The results obtained in this study may be limited by several factors. A few participants were mistakenly randomized and included in our analysis which might have biased the results; we performed intention-to-treat analysis in order to resolve this issue. A limitation of our study is lack of behavioural comparator at baseline as another control for maturation in the waitlist group. Another limitations include the short follow-up, lack of Canadian Occupational Performance Measure at the follow-up assessment, and fewer participants in the follow-up analyses; to our knowledge, however, this is the largest cohort to data to report follow-up data. Using a standardized motor assessment (i.e. Bruininks-Oseretsky Test of Motor Proficiency – 2nd ed.) to assess Cognitive Orientation to daily Occupational Performance transferability may not be the best assessment of transference. This could be improved in future studies by adding a fourth goal that is not addressed in therapy to see if the child can generalize the strategies that they learn to another, untrained motor goal. Furthermore, we did not have the opportunity to examine the generalizability of Cognitive Orientation to daily Occupational Performance to other environments. Lastly, we were not able to control for the potential effect of attention deficit hyperactivity disorder-related medications on our results due to the limitations of non-parametric statistics.

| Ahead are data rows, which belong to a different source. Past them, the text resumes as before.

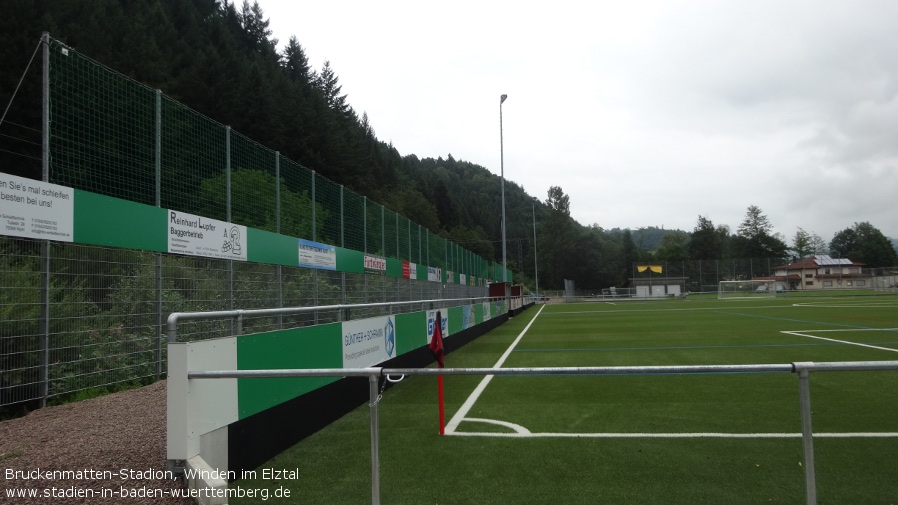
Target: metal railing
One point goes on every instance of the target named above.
(374, 374)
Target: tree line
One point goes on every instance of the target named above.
(220, 59)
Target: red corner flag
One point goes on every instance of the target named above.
(436, 347)
(436, 343)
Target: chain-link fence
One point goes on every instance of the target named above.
(76, 316)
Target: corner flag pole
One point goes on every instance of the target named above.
(436, 347)
(442, 410)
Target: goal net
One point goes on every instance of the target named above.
(729, 290)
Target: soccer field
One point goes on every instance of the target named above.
(675, 438)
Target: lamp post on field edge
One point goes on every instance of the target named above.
(502, 168)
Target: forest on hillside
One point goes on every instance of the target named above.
(219, 58)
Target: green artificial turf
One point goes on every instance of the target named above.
(417, 466)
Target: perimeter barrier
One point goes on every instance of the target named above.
(374, 374)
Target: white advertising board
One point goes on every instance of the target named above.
(35, 209)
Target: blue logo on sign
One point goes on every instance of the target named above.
(390, 337)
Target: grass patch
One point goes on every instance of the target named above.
(418, 466)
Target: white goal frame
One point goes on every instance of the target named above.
(741, 290)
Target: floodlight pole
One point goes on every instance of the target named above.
(502, 183)
(535, 266)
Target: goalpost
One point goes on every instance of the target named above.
(729, 290)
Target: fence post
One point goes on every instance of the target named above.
(277, 213)
(375, 439)
(807, 434)
(158, 255)
(45, 244)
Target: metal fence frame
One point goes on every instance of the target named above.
(374, 374)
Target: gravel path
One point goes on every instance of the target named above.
(110, 444)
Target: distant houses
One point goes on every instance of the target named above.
(820, 272)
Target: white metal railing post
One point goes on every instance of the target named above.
(375, 439)
(807, 434)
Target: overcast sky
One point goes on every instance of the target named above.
(646, 113)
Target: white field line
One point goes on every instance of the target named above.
(671, 435)
(522, 432)
(518, 431)
(472, 398)
(804, 333)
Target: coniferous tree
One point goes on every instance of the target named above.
(864, 243)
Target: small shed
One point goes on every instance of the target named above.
(656, 286)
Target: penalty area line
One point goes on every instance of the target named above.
(466, 407)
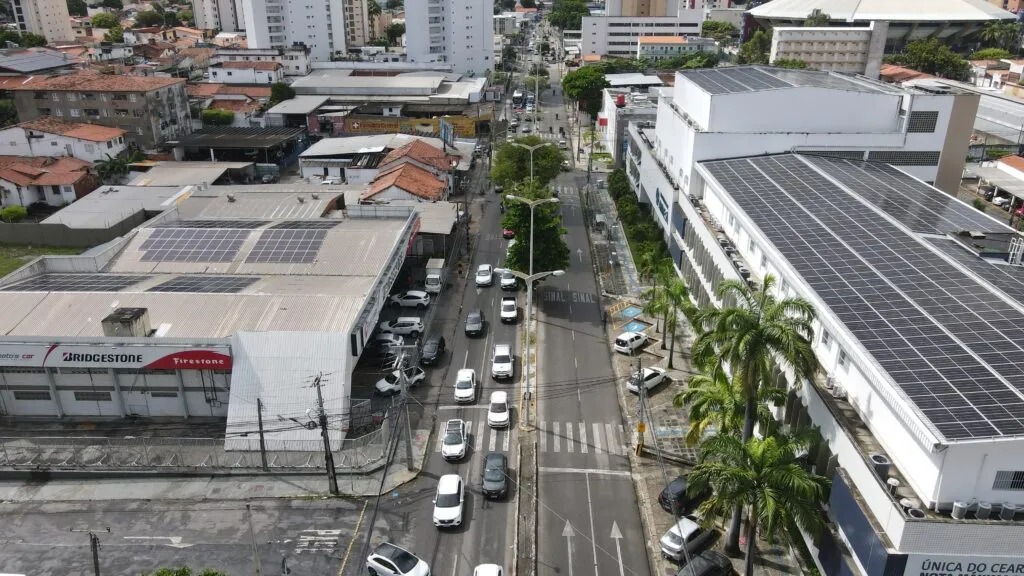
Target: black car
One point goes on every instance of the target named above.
(496, 471)
(708, 563)
(676, 496)
(474, 323)
(432, 351)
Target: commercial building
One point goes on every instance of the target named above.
(453, 33)
(719, 113)
(949, 21)
(919, 312)
(150, 110)
(850, 50)
(45, 17)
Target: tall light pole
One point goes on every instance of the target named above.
(529, 280)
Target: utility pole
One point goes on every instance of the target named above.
(94, 545)
(262, 440)
(332, 475)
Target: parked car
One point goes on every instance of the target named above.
(465, 385)
(410, 325)
(432, 351)
(474, 323)
(648, 378)
(685, 534)
(411, 298)
(389, 560)
(629, 342)
(496, 471)
(448, 501)
(454, 442)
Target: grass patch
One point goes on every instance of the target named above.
(13, 256)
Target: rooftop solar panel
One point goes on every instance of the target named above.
(946, 341)
(75, 283)
(206, 284)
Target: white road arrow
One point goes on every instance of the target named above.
(173, 541)
(616, 536)
(568, 533)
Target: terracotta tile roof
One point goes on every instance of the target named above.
(81, 130)
(92, 82)
(422, 152)
(410, 178)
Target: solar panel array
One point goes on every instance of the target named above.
(951, 345)
(287, 246)
(920, 207)
(193, 245)
(75, 283)
(206, 284)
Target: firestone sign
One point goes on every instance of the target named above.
(152, 358)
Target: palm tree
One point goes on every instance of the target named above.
(764, 476)
(716, 403)
(754, 333)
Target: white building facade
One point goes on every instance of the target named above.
(454, 33)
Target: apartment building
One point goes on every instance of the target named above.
(457, 34)
(851, 50)
(318, 25)
(151, 110)
(45, 17)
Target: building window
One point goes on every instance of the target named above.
(1005, 480)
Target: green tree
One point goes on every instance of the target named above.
(766, 478)
(757, 49)
(817, 18)
(281, 92)
(585, 85)
(104, 19)
(752, 334)
(511, 163)
(551, 253)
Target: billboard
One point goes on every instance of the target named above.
(92, 356)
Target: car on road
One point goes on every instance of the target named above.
(465, 385)
(629, 342)
(685, 534)
(389, 560)
(432, 351)
(648, 378)
(708, 563)
(475, 323)
(391, 384)
(448, 501)
(510, 310)
(454, 442)
(484, 275)
(411, 298)
(501, 362)
(410, 325)
(498, 410)
(496, 470)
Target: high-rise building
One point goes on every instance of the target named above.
(320, 25)
(45, 17)
(458, 33)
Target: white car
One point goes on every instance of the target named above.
(391, 383)
(484, 275)
(454, 441)
(629, 342)
(403, 325)
(650, 378)
(448, 502)
(411, 298)
(465, 385)
(498, 411)
(388, 560)
(501, 362)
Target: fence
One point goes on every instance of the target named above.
(206, 455)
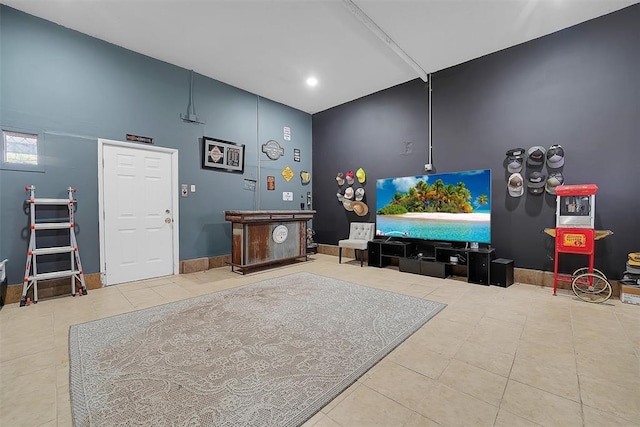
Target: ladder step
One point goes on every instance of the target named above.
(53, 250)
(51, 201)
(54, 275)
(52, 225)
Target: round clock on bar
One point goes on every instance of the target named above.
(280, 233)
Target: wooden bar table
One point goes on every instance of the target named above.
(261, 238)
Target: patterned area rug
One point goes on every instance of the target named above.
(272, 353)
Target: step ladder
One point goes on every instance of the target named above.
(31, 275)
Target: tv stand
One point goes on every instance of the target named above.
(446, 261)
(380, 252)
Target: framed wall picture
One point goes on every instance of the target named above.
(223, 155)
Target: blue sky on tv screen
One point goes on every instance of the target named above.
(477, 181)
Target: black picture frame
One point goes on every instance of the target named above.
(222, 155)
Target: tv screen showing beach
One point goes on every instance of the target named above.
(452, 206)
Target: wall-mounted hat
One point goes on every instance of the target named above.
(553, 181)
(350, 177)
(514, 164)
(555, 157)
(535, 155)
(360, 208)
(348, 193)
(515, 185)
(516, 152)
(536, 183)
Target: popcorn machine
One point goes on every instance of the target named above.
(575, 234)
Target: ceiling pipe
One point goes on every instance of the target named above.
(191, 117)
(375, 29)
(429, 166)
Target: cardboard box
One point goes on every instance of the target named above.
(630, 294)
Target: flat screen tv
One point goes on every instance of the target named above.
(453, 206)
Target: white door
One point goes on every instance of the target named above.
(139, 219)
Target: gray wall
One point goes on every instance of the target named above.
(72, 89)
(578, 88)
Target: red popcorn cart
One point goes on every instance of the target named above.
(575, 234)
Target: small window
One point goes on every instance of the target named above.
(20, 148)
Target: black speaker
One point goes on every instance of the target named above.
(502, 272)
(478, 264)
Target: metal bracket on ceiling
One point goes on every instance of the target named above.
(375, 29)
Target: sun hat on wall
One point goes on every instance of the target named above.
(554, 180)
(515, 185)
(516, 152)
(535, 155)
(536, 183)
(514, 164)
(555, 157)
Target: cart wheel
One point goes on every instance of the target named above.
(591, 287)
(584, 270)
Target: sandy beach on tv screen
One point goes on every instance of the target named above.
(476, 217)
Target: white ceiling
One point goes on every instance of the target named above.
(270, 47)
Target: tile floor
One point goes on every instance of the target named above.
(494, 357)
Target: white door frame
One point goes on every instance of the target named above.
(174, 199)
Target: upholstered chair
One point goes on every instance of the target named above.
(360, 233)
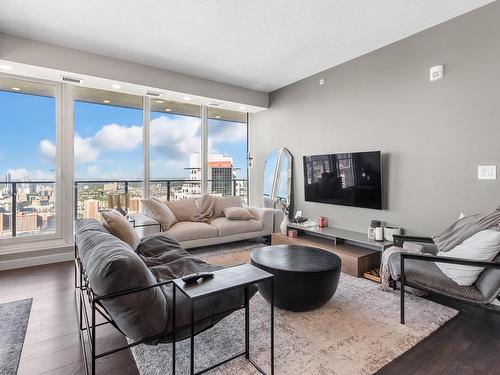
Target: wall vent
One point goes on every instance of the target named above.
(154, 94)
(72, 79)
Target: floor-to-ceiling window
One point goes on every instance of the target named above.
(189, 150)
(227, 153)
(27, 158)
(108, 151)
(175, 150)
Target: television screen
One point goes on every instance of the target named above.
(352, 179)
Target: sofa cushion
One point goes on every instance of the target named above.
(112, 266)
(183, 209)
(224, 202)
(159, 211)
(227, 227)
(237, 213)
(427, 276)
(120, 227)
(482, 246)
(188, 230)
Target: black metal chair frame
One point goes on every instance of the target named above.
(398, 241)
(88, 325)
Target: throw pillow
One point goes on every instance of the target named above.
(482, 246)
(224, 202)
(466, 227)
(184, 209)
(120, 227)
(160, 212)
(237, 213)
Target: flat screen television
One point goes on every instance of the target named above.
(350, 179)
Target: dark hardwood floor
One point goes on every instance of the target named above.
(468, 344)
(52, 344)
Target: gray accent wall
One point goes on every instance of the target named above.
(433, 135)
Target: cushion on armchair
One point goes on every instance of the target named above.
(112, 266)
(482, 246)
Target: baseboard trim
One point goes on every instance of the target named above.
(11, 264)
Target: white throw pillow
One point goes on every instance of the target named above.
(237, 213)
(120, 227)
(159, 211)
(482, 246)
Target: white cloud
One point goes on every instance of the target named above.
(22, 173)
(227, 132)
(85, 151)
(118, 137)
(177, 138)
(48, 150)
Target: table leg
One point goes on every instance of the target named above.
(192, 337)
(272, 325)
(247, 325)
(173, 327)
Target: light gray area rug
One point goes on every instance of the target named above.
(14, 318)
(356, 332)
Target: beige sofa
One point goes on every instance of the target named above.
(220, 230)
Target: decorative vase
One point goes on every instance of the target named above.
(284, 225)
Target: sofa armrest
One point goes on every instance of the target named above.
(450, 260)
(144, 224)
(265, 216)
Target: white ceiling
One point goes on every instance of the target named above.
(257, 44)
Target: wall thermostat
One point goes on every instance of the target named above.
(487, 172)
(436, 73)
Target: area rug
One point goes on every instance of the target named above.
(356, 332)
(14, 318)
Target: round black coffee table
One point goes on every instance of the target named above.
(305, 278)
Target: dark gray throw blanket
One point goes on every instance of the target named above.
(465, 228)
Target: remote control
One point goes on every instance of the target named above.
(191, 278)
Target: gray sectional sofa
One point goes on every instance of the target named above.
(111, 266)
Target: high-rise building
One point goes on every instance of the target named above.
(91, 208)
(221, 174)
(28, 222)
(135, 205)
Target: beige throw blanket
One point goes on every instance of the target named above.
(206, 210)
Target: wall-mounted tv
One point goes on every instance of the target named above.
(350, 179)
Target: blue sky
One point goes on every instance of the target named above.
(108, 140)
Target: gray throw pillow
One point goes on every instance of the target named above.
(465, 228)
(159, 211)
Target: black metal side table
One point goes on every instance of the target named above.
(241, 276)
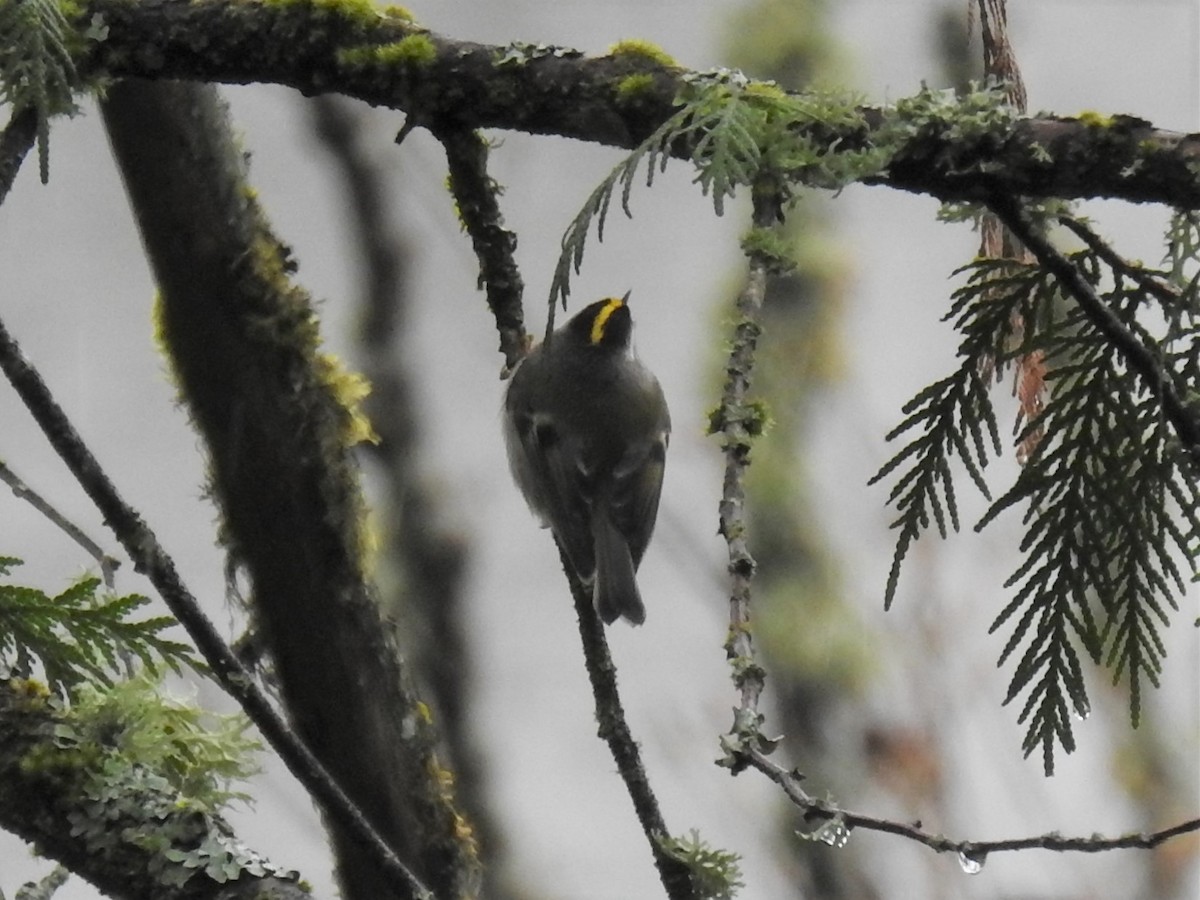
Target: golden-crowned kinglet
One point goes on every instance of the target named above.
(587, 430)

Despite these limitations, this study is the largest randomized controlled trial to date and provides high-level evidence to support Cognitive Orientation to daily Occupational Performance intervention for children with developmental coordination disorder, including those with co-occurring attention deficit hyperactivity disorder. Results showed that the intervention was effective in improving self-perceived motor performance and therapist-observed motor quality, and that these functional motor improvements were maintained several months after intervention. This study also provides some evidence that the Cognitive Orientation to daily Occupational Performance approach may help the transference of motor skills in children with developmental coordination disorder, but not in children with co-occurring attention deficit hyperactivity disorder. Given the executive function deficits associated with attention deficit hyperactivity disorder, children with a dual diagnosis of developmental coordination disorder and attention deficit hyperactivity disorder may need additional support and/or longer intervention to be able to transfer motor learning to other tasks. Future studies could investigate whether modifications to the Cognitive Orientation to daily Occupational Performance approach facilitate generalization and transfer in this group of children.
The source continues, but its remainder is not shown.